OTHER PRECAUTIONS: All procedures that may produce aerosols, or involve high concentrations or large volumes should be conducted in a biological safety cabinet (BSC). The use of needles, syringes, and other sharp objects should be strictly limited. Additional precautions should be considered with work involving animals or large scale activities Footnote 21.


SPILLS: Allow aerosols to settle and, wearing protective clothing, gently cover spill with paper towels and apply an appropriate disinfectant, starting at the perimeter and working towards the centre. Allow sufficient contact time before clean up Footnote 21.

DISPOSAL: Decontaminate all wastes that contain or have come in contact with the infectious organism before disposing by autoclave, chemical disinfection, gamma irradiation, or incinerationFootnote 21.
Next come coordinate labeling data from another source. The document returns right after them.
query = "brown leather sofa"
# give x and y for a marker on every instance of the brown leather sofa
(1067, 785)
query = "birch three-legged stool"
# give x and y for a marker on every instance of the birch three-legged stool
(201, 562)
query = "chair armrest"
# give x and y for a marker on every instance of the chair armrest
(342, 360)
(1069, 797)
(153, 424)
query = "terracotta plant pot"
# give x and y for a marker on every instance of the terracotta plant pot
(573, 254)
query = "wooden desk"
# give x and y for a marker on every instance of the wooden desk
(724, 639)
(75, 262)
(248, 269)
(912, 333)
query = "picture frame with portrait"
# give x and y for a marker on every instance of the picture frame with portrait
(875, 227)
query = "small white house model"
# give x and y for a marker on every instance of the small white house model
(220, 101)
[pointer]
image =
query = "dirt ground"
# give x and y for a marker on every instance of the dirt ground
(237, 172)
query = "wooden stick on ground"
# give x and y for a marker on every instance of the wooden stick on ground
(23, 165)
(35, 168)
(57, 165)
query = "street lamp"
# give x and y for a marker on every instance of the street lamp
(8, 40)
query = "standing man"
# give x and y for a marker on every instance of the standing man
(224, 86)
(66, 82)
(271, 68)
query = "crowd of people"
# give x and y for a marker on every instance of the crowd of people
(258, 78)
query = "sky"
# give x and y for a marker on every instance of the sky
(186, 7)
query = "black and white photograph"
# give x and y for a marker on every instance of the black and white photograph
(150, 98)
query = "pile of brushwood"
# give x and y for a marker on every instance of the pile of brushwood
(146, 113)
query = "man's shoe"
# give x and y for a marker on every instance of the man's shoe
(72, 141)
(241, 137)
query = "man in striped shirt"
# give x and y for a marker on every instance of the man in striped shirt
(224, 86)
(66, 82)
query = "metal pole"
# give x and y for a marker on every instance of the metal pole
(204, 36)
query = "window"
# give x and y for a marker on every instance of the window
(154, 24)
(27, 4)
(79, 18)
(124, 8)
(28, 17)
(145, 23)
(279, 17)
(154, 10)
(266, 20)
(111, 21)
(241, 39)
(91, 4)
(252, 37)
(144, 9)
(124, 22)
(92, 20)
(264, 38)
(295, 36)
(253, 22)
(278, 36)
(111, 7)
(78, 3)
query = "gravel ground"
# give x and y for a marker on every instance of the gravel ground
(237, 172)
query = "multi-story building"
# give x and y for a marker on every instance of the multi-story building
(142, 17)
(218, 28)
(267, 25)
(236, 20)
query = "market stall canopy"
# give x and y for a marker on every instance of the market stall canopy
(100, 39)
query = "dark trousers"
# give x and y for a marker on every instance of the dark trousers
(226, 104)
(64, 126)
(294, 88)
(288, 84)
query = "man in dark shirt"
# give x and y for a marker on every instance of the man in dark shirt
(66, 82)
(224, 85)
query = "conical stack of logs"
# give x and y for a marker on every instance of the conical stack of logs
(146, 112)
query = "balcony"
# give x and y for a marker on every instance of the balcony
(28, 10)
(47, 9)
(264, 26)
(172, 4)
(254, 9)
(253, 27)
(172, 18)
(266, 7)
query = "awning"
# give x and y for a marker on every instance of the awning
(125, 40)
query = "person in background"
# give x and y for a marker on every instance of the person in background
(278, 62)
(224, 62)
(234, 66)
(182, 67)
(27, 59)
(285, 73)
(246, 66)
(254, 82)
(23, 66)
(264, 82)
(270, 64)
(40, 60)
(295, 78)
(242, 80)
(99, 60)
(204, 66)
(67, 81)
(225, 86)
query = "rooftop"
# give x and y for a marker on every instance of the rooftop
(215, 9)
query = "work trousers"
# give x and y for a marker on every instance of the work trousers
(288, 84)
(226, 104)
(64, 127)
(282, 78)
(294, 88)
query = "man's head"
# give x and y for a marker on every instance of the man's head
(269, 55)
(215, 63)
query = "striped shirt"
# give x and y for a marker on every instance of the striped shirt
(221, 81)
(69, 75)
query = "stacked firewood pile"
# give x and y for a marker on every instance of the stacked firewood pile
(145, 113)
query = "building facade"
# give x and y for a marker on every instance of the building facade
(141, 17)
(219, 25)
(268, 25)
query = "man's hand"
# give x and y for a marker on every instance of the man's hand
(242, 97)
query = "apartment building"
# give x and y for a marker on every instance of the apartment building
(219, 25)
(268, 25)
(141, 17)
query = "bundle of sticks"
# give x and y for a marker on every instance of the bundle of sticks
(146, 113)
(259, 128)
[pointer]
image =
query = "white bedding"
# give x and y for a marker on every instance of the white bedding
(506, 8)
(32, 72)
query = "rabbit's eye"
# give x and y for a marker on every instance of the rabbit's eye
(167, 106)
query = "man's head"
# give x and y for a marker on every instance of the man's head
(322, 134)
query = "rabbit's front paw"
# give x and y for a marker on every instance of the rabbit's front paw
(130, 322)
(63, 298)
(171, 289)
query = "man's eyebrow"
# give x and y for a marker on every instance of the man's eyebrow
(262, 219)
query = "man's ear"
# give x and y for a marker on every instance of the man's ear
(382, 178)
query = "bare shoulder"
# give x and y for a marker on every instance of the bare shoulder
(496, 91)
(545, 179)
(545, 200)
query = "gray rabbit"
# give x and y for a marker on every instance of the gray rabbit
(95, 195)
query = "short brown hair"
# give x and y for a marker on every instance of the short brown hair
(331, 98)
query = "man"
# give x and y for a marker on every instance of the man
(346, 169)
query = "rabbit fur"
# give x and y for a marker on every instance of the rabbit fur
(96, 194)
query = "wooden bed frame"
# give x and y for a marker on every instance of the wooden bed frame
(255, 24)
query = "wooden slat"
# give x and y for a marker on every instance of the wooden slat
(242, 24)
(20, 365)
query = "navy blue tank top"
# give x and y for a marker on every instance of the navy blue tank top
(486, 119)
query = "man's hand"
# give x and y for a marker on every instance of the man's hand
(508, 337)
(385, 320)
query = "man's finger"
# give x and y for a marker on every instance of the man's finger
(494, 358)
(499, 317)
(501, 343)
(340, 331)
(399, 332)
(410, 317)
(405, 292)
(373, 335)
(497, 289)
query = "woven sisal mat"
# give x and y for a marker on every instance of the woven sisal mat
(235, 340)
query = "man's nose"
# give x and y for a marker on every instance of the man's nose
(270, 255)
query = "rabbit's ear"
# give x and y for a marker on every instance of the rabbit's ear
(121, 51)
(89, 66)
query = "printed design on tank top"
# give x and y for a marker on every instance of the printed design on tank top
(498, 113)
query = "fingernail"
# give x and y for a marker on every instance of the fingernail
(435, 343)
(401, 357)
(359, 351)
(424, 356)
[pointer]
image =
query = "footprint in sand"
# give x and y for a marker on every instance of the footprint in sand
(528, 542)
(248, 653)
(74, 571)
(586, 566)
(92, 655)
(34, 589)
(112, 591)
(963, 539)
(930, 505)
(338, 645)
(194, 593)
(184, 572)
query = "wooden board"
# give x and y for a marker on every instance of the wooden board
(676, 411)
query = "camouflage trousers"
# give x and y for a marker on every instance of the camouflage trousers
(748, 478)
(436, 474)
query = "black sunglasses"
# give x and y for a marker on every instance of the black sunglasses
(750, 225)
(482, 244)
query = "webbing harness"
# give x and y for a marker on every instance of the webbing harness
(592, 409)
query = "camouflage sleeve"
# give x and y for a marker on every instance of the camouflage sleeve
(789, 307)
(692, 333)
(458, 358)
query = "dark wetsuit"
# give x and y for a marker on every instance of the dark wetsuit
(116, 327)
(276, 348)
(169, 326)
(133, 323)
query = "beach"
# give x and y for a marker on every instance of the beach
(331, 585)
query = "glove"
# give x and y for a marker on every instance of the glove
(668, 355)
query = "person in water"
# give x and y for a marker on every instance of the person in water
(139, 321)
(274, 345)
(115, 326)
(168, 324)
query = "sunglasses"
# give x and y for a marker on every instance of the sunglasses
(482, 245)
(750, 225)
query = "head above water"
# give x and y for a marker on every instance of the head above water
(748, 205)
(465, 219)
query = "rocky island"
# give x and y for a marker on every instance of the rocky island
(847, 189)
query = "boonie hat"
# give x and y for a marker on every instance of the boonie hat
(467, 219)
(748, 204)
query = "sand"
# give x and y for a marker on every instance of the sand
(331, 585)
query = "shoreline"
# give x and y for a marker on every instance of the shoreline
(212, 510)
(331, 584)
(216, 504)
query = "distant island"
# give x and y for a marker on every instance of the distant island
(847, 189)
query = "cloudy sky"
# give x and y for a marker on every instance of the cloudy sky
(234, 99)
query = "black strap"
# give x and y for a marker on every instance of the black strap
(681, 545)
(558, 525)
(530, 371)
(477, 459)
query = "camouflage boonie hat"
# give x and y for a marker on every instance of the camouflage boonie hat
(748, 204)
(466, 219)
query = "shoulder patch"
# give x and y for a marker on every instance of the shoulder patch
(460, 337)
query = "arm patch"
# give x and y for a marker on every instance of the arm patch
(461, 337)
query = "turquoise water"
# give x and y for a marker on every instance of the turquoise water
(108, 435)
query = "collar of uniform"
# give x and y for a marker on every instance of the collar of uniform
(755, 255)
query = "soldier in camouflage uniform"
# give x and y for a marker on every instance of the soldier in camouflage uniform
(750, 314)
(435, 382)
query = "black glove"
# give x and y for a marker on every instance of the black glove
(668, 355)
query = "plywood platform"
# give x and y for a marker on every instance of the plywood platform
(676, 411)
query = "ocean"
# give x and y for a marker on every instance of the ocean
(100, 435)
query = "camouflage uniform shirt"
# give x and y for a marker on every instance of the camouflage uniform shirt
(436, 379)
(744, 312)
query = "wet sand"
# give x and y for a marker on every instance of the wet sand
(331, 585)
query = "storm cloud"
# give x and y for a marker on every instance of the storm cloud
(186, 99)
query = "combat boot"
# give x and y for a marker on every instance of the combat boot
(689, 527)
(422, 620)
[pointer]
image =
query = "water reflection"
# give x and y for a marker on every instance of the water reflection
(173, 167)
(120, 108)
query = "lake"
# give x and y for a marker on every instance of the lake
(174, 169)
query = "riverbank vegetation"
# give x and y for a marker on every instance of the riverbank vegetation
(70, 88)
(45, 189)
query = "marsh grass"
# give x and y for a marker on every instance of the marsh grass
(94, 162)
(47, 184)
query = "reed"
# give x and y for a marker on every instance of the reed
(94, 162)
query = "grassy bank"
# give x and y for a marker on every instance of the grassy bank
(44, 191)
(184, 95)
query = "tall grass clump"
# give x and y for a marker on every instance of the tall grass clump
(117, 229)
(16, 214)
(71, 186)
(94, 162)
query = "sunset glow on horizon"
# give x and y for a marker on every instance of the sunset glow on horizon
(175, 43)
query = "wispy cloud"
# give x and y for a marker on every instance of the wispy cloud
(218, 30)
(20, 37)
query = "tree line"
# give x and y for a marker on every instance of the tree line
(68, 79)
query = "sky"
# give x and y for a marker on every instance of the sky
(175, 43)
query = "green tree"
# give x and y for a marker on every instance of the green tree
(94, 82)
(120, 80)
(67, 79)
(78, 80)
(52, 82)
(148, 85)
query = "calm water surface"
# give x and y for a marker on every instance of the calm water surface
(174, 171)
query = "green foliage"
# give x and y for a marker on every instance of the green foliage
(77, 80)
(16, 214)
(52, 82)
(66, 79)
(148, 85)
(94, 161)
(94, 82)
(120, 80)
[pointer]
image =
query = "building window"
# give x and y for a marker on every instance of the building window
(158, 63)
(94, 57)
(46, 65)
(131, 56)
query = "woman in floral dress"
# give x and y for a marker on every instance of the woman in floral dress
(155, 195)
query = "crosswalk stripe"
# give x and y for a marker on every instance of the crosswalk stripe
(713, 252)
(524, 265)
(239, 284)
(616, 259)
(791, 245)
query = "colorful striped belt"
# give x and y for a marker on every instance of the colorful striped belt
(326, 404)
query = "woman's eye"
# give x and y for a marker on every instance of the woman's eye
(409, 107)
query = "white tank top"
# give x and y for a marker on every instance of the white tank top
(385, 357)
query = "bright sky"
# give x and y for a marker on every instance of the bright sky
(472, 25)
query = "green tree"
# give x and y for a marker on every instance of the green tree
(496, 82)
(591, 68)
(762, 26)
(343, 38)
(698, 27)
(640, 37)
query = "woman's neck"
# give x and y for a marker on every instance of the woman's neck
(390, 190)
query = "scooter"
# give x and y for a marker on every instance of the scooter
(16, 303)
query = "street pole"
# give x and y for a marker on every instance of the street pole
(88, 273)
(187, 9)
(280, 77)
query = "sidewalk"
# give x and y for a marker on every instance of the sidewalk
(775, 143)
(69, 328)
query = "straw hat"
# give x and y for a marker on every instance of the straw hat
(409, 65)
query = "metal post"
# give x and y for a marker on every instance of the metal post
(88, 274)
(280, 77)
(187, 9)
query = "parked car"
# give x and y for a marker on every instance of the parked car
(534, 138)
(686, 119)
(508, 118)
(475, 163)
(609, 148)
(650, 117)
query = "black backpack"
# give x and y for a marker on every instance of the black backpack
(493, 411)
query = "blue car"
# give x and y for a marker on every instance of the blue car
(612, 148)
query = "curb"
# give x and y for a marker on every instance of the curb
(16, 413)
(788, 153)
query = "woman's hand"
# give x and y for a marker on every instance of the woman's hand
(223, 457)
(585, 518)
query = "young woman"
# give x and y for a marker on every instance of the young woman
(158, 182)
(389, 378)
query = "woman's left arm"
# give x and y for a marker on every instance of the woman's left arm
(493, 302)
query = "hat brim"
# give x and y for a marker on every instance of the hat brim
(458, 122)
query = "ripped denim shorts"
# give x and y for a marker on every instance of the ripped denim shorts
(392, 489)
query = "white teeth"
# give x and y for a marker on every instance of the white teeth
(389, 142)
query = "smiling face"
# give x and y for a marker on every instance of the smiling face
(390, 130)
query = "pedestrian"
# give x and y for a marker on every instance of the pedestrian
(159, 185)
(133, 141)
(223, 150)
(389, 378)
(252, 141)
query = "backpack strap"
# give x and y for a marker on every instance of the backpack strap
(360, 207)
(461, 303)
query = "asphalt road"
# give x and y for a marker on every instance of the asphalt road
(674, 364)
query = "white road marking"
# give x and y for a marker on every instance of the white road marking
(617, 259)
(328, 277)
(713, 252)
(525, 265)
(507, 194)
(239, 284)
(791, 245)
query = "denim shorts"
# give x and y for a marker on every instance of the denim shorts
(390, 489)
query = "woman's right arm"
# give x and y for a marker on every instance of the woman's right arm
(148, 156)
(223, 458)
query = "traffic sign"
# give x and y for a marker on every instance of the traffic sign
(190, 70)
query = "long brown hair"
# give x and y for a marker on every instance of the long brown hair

STORAGE: The infectious agent should be stored in leak-proof containers that are appropriately labelled Footnote 21.


REGULATORY INFORMATION: The import, transport, and use of pathogens in Canada is regulated under many regulatory bodies, including the Public Health Agency of Canada, Health Canada, Canadian Food Inspection Agency, Environment Canada, and Transport Canada. Users are responsible for ensuring they are compliant with all relevant acts, regulations, guidelines, and standards.

UPDATED: December 2011

PREPARED BY: Pathogen Regulation Directorate, Public Health Agency of Canada

Although the information, opinions and recommendations contained in this Pathogen Safety Data Sheet are compiled from sources believed to be reliable, we accept no responsibility for the accuracy, sufficiency, or reliability or for any loss or injury resulting from the use of the information. Newly discovered hazards are frequent and this information may not be completely up to date.